A poll published Tuesday said that Hamas and Fatah would be tied if
elections were to take place again, squashing both parties hopes of
winning a comfortable majority. The internal fighting between Fatah
and Hamas suggests that Palestinians are tiring of the international
aid and tax blockade, significantly changing voters’ decisions over who
would be their next leader if given the choice.
Palestinian President Mahmoud Abbas scheduled a referendum for new presidential and legislative elections at the end of July, then canceled it in favor of forming a national unity government with Hamas. But because of the worsening economic and social situation among Palestinians, and intensified internal fighting, the president is reconsidering the referendum as one of a few options to improve their situation.  

The poll results, in addition to other recent surveys, indicate that Abbas and his Fatah party may not have the upper hand if elections were held today as Abbas has suggested.  In a legislative election, Fatah would get 32 per cent of the vote and Hamas would get 30.5 per cent.
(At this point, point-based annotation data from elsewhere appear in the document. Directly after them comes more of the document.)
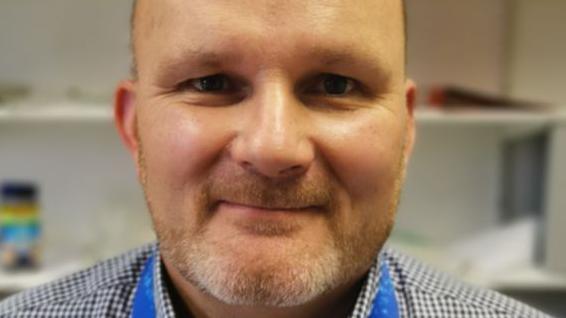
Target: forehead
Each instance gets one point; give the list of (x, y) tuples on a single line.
[(270, 26)]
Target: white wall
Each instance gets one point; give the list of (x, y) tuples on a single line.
[(91, 204), (55, 45), (538, 51), (458, 42)]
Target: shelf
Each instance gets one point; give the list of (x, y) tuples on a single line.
[(69, 111), (18, 281), (491, 117), (57, 112)]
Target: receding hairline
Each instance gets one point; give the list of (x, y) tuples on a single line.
[(133, 27)]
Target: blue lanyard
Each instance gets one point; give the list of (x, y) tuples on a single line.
[(144, 302), (384, 304)]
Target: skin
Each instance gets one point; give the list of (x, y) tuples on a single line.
[(271, 187)]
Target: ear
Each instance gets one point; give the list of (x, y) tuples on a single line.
[(125, 116), (410, 100)]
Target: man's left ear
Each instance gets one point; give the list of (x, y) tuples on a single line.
[(410, 100)]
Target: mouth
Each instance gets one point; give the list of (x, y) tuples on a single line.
[(264, 209)]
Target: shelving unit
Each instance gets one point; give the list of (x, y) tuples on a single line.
[(68, 111), (56, 112)]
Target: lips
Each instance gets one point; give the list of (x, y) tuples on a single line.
[(254, 208)]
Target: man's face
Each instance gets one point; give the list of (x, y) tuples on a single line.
[(271, 140)]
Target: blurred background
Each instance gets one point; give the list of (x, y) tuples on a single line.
[(484, 196)]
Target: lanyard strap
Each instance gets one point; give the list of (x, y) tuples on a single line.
[(144, 302), (384, 304)]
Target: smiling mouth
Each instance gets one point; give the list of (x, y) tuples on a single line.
[(253, 208)]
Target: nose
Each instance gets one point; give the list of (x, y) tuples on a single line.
[(273, 141)]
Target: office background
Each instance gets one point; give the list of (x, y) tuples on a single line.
[(483, 198)]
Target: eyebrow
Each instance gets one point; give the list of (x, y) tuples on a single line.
[(358, 58), (323, 56)]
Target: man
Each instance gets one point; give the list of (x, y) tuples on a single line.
[(271, 140)]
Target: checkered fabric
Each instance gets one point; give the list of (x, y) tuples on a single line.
[(108, 289)]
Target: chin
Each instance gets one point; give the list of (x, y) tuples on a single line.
[(272, 272)]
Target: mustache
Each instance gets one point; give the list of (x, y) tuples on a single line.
[(250, 189)]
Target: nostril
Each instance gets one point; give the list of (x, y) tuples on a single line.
[(291, 171)]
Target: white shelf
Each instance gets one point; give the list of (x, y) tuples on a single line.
[(69, 111), (56, 112), (529, 279), (19, 281), (488, 117)]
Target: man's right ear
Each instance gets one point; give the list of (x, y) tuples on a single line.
[(125, 115)]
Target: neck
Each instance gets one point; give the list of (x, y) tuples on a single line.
[(335, 303)]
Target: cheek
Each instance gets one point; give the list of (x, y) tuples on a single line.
[(365, 154), (179, 146)]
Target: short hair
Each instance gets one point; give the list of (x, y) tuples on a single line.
[(133, 26)]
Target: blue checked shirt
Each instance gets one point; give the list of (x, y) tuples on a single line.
[(108, 289)]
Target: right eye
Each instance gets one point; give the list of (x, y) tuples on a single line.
[(217, 83)]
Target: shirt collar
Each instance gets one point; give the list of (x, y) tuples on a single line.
[(362, 308)]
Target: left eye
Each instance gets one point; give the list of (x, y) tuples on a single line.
[(334, 85)]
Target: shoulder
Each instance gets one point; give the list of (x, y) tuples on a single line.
[(103, 290), (424, 292)]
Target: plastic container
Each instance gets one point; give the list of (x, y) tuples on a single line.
[(19, 226)]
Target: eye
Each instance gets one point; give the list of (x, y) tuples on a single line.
[(211, 84), (334, 85)]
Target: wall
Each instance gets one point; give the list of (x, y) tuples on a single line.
[(538, 51), (57, 45), (458, 42)]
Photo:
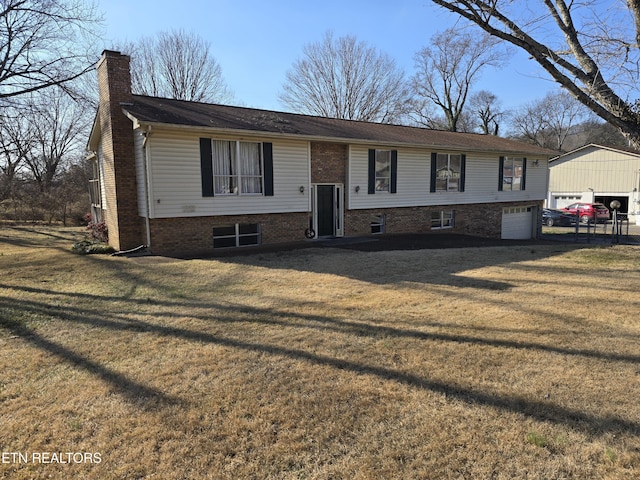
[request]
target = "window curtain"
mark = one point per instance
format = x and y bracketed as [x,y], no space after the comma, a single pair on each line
[250,167]
[224,160]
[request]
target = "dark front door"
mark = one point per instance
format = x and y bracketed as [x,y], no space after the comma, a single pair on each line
[326,210]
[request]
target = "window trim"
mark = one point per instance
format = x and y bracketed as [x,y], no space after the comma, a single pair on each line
[393,171]
[238,236]
[236,173]
[504,163]
[447,219]
[206,169]
[433,187]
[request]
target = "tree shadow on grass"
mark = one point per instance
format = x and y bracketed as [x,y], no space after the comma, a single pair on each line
[133,391]
[136,392]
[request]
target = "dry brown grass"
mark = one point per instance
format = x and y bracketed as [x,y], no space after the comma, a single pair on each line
[518,362]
Prime Minister Ismail Haniyeh was voted more trustworthy than Abbas by 19 per cent to 14.5 per cent. The results suggest that 40 years of increasing official corruption in Fatah cannot be forgotten in a mere nine months. Even in spite of Palestinians’ deteriorating economic conditions caused by the international boycott of the Hamas government, Haniyeh and his Hamas party are still more popular among Palestinians.

The survey also indicated that 56 per cent said a national unity government was the best way out of the current crisis.  Over half said they oppose attacks on Israel and 46.6 per cent said they support a two-state solution. 

The poll has an error margin of 3 percentage points.